I'm displaying the user score "right/tries" (es. 10/100) but I want to display it as % (es. 10%). Moreover I want it to be green if the score >= 90%, blue if the score is between 60% and 90% and red otherwise. With my code the score is green if the score is 100%, otherwise is red. It's never blue. (if I minimize the app and go back, sometimes is even black, the default value from xml).

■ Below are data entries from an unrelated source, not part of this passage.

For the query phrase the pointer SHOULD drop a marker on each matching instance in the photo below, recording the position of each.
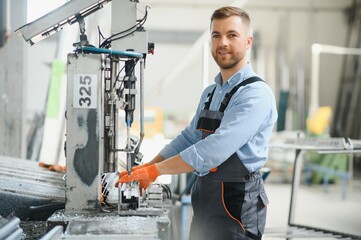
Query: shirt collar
(236, 77)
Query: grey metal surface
(55, 20)
(83, 153)
(54, 234)
(10, 229)
(23, 184)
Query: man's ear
(249, 41)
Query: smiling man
(226, 143)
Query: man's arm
(174, 165)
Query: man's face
(230, 40)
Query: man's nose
(223, 41)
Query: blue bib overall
(229, 202)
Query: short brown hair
(226, 12)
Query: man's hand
(122, 174)
(145, 176)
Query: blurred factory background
(303, 75)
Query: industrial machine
(102, 87)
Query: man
(226, 142)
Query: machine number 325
(85, 91)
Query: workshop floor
(314, 207)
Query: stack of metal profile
(23, 184)
(10, 229)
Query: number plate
(85, 91)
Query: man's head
(230, 32)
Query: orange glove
(133, 169)
(145, 176)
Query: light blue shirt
(245, 128)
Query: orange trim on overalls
(224, 206)
(205, 130)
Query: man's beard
(234, 60)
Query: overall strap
(209, 99)
(229, 95)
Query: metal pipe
(317, 49)
(8, 228)
(141, 105)
(54, 233)
(109, 51)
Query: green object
(336, 162)
(54, 92)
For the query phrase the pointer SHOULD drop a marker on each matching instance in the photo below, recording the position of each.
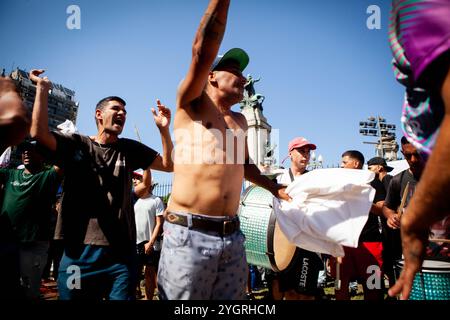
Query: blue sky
(322, 70)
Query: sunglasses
(408, 156)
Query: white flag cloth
(329, 209)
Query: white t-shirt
(146, 210)
(285, 178)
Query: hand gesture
(162, 117)
(148, 248)
(413, 251)
(393, 221)
(41, 82)
(283, 195)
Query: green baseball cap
(235, 54)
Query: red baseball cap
(299, 142)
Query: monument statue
(251, 98)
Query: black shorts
(303, 274)
(145, 259)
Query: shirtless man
(14, 119)
(203, 253)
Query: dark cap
(379, 161)
(27, 145)
(235, 54)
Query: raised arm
(14, 120)
(39, 120)
(204, 50)
(162, 120)
(143, 188)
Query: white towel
(329, 209)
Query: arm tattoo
(212, 28)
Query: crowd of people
(110, 225)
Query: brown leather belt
(221, 227)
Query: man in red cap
(299, 282)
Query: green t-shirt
(27, 203)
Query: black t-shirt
(371, 230)
(386, 181)
(96, 207)
(397, 188)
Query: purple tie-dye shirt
(419, 32)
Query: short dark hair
(354, 154)
(403, 140)
(104, 101)
(101, 104)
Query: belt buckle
(227, 227)
(177, 219)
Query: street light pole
(313, 163)
(386, 146)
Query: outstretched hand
(283, 195)
(413, 251)
(162, 117)
(42, 82)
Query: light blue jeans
(201, 265)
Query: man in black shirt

My class call the changemyColor function in this way

 ....
int holderRight = sharedPrefs.getInt("Right", 0);
int holderTries = sharedPrefs.getInt("Tries", 0);
if ( holderTries != 0) { // to avoid n/0
changemyColor(holderRight,holderTries);
}

and this is the function

       public void changemyColor(int right, int tries) {
       TextView tvId = (TextView) findViewById(com.example.somma.R.id.score_field);
       int pino = 0; 

       double value = ((right / tries)*100) ;
       tvId.setText(getString(R.string.Score_capital) + sharedPrefs.getInt("Right", 0) + getString(R.string.Score_of) + sharedPrefs.getInt("Tries", 0));
       if (value >= 80) {
           pino = 1;
       } else if (value < 80 & value >= 30) {
               pino = 2;       
       } else if (value < 30) {
           pino = 3;
       }

       switch (pino){
       case 1:
           tvId.setTextColor(Color.GREEN);
           break;
       case 2:
           tvId.setTextColor(Color.BLUE);
           break;
       case 3:
           tvId.setTextColor(Color.RED);
           break;
       }       

   }

I also changed the code to

blabla.setText(value + " " + right + "/" + tries); 

And got as output

"1.0 1/1"
"0.0 1/2"
"0.0 2/3"
"0.0 3/4"
"0.0 4/5"
"0.0 5/6"
"0.0 6/7"
"0.0 7/8" 
"0.0 8/9"
"0.0 9/10"

I think I'm doing something wrong in the division line but I can't figure it out alone. Any help would be appreciated.

Answer 1

Since it's mobile, in case you wanted to still use int to use less resources on the device, (after realising that integer division is the default when using integers), you could perform the multiplication first so that you don't get rounded to 0:

int value = (right*100) / tries;

It won't be very accurate but you do have a range of values you're checking by anyway. Just a thought.

Answer 2

if you want the accurate result you have to use

double value=(right*100)/(double)tries